Since this week's political football is the family trust, which I happen to know a couple of things about, I thought I would dispel a few myths regarding what it is, and what I think is happening.

Firstly, there's no such thing as the family trust if we're just looking at trust law. A trust is simply a legally binding obligation that a person (a trustee) has to another person (a beneficiary) with respect to legal and/or equitable (if we're being technical) rights the trustee holds, which are the subject of the trust. This broadly describes every kind of trust that isn't charitable (and even then it is not much different).

So, if you're a beneficiary of a trust, then that means a trustee holds property, money etc. for your benefit. It belongs to you in an indirect way, and you may (depending on the terms of the trust) be paid income from it.

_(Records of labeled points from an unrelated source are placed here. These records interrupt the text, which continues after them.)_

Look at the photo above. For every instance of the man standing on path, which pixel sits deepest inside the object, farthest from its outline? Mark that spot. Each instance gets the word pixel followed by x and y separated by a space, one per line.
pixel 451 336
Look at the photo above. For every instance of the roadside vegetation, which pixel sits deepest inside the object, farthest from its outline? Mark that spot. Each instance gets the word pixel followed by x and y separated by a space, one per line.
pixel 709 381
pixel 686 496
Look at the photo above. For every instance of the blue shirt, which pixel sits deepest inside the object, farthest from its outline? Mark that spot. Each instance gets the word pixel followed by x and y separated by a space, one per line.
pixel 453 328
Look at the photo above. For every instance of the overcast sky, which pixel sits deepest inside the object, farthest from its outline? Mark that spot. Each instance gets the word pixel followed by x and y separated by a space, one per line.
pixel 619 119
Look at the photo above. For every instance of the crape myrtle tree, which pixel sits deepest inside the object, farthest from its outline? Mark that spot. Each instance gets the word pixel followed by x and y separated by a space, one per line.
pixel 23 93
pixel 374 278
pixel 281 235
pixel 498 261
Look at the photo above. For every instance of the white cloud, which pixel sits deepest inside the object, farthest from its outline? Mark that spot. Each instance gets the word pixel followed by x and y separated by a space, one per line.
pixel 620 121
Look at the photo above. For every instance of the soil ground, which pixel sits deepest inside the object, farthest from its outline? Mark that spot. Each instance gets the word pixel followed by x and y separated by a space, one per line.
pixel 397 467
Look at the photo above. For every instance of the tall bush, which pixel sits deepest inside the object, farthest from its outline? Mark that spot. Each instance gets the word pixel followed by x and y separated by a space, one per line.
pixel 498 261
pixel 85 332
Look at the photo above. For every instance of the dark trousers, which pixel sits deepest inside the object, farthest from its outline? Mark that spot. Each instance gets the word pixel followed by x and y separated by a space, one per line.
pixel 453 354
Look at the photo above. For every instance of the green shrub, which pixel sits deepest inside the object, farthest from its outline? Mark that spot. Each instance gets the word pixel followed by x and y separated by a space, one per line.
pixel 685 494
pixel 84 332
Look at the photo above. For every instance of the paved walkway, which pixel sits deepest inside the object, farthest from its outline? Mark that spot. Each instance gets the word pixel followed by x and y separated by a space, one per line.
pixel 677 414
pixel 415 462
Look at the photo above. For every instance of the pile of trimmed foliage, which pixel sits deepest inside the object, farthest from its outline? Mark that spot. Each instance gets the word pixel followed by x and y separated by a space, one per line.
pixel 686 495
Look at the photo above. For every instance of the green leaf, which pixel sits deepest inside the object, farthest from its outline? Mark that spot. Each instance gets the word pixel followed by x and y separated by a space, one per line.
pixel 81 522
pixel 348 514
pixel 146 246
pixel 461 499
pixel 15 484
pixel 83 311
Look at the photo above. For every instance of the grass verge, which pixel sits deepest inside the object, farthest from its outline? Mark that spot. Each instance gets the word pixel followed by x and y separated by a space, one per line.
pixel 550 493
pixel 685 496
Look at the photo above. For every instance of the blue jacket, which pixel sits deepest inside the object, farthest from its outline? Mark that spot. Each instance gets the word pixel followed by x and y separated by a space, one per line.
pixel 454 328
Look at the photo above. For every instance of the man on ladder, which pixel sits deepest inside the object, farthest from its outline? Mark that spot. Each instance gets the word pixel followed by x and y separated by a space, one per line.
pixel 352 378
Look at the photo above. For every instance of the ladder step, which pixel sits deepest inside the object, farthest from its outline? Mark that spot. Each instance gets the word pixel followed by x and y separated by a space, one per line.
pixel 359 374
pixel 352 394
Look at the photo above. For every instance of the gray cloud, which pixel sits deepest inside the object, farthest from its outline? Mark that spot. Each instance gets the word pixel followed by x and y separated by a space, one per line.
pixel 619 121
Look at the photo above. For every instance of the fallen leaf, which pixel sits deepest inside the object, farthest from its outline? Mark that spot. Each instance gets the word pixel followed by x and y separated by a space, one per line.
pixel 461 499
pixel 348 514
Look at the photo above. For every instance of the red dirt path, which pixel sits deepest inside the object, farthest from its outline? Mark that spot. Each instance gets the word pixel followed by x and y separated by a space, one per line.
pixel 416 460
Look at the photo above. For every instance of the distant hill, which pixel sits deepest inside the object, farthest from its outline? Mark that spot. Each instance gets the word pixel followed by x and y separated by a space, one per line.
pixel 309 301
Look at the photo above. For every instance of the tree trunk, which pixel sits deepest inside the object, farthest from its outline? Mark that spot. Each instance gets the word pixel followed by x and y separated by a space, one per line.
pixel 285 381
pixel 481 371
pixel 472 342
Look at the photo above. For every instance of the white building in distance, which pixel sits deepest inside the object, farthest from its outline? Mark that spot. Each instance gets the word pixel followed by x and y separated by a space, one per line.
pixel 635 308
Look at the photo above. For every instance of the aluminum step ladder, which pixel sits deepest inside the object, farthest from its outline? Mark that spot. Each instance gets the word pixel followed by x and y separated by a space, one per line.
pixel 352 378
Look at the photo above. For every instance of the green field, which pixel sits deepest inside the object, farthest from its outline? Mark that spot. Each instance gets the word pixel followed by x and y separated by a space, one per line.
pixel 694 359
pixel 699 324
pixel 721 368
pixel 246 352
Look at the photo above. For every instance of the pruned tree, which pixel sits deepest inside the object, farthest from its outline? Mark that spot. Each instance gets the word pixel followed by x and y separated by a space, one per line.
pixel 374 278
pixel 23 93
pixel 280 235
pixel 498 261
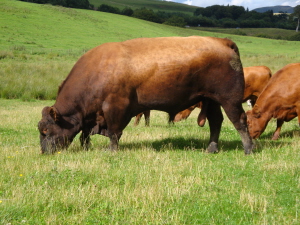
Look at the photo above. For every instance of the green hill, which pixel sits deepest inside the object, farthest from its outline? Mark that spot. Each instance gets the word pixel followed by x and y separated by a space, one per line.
pixel 156 5
pixel 45 26
pixel 276 9
pixel 39 44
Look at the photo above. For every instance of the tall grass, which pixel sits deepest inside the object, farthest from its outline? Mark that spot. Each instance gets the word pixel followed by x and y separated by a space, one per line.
pixel 160 175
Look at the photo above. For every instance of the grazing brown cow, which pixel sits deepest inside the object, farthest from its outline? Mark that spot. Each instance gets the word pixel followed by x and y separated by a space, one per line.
pixel 114 82
pixel 280 99
pixel 256 78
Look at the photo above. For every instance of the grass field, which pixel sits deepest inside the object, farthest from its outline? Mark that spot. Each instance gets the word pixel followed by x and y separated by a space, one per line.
pixel 155 5
pixel 161 174
pixel 274 33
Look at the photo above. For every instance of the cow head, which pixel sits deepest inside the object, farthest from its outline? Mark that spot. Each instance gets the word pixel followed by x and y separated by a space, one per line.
pixel 55 131
pixel 255 122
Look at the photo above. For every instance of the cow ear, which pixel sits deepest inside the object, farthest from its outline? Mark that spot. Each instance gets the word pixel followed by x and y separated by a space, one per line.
pixel 53 113
pixel 256 111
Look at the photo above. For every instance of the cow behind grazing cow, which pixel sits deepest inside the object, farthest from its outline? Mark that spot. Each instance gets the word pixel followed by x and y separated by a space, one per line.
pixel 256 78
pixel 116 81
pixel 280 100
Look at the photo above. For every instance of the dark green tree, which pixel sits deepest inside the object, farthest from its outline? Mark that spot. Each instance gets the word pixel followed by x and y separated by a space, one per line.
pixel 297 14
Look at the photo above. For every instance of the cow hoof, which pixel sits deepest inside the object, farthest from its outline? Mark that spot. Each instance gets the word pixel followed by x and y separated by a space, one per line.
pixel 212 148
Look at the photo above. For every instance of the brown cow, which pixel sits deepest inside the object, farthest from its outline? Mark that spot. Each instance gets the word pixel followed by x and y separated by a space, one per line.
pixel 256 78
pixel 116 81
pixel 280 99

Also, there's no such thing as a trust per se. It's not a company that exists as a separate legal entity from its shareholders. If you're a beneficiary of a trust then it's more akin to a legal relationship, like a contract, between you and the trustee. It's not the same as owning a share in a company.

The result is that you don't necessarily own the trust property. If property is held on trust for you, then the trustee owns it and you are simply entitled to the benefit of it: your ownership is indirect; like if someone has promised that they are going to invest their own money but give you the profits of it. Yet the trustee doesn't really own it either because it's held for your benefit.

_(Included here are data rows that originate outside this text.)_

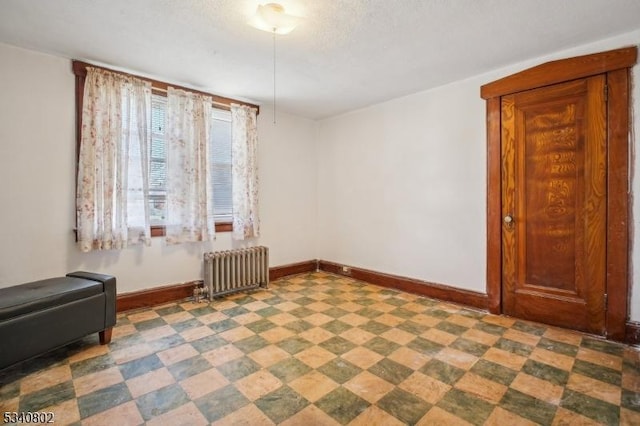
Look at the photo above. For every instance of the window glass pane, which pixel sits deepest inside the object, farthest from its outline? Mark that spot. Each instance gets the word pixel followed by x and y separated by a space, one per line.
pixel 220 162
pixel 157 160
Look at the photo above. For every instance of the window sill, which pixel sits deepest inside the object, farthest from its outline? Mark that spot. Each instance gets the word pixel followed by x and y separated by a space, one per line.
pixel 158 231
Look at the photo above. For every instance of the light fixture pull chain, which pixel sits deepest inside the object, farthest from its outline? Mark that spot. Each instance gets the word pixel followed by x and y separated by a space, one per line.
pixel 274 76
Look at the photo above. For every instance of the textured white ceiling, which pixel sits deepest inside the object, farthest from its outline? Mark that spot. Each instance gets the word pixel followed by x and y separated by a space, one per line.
pixel 345 55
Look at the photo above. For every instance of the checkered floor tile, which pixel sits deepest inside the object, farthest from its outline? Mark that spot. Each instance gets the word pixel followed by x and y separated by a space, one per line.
pixel 319 349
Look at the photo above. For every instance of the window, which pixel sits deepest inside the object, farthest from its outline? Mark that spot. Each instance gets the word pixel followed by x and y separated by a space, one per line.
pixel 220 151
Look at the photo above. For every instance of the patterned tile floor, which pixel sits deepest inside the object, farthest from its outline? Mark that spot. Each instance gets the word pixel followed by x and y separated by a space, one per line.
pixel 318 349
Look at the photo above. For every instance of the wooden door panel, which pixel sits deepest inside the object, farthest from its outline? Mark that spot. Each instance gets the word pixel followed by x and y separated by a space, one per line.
pixel 554 187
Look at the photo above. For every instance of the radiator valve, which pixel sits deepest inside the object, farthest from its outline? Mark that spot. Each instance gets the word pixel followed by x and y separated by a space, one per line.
pixel 200 293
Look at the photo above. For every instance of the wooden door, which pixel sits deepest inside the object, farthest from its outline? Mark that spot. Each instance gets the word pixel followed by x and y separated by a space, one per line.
pixel 554 204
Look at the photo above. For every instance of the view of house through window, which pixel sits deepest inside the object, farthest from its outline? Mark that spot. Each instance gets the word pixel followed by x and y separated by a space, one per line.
pixel 220 151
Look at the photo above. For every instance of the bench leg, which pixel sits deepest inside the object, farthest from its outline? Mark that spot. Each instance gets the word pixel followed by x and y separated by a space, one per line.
pixel 105 336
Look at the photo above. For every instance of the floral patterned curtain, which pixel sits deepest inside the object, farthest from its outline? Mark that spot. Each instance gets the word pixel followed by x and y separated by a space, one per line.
pixel 244 172
pixel 112 189
pixel 189 190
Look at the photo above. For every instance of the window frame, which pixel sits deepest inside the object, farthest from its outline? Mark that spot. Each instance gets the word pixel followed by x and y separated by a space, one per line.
pixel 157 88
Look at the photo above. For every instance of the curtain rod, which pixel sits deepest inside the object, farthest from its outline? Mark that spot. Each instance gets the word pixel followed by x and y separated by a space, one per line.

Further, a trust may also be structured in such a way that, while you are stated to be a beneficiary of the trust, so are a bunch of other people (such as members of your family); and, the trustee doesn't ever have to give you anything: he or she might decide to give some of the money from the trust to your brother or sister. This means the trustee has discretion as to who should, in reality, benefit from the trust; and that is why trusts structured in this way are often referred to as discretionary trusts.

So, if you may never receive anything from the trust, but the trustee doesn't derive any benefit from it either (the property is held for the beneficiary 's benefit, not the trustee's), who should pay tax on any income generated by the trust property?

Now you can see why they're so popular as, broadly speaking, they can only be taxed when a beneficiary has actually received a direct distribution from the trustee.

Yet this isn't the only reason why discretionary trusts have been so useful, nor why "family trusts" are such an issue.

When a discretionary trust is used in the family context then tax law allows it, for tax purposes, to be classified as a family trust. This is still the same discretionary trust I've been talking about, but when it is used by families, tax law allows people to claim all sorts of extra tax saving goodies.

You see then, the issue is not the trust itself but the way our governments have passed a bunch of tax laws that, especially in the family context, have rewarded and incentivised the trust's use purely for the purpose of minimising people's taxes.

That's why the solution to this latest political issue isn't to abolish trusts (and anyone who says so is truly ignorant as to the myriad of ways they are used, e.g. your superannuation fund is a trust), but to correct the tax laws that promote them being used in ways that are, at least now, regarded as socially unacceptable.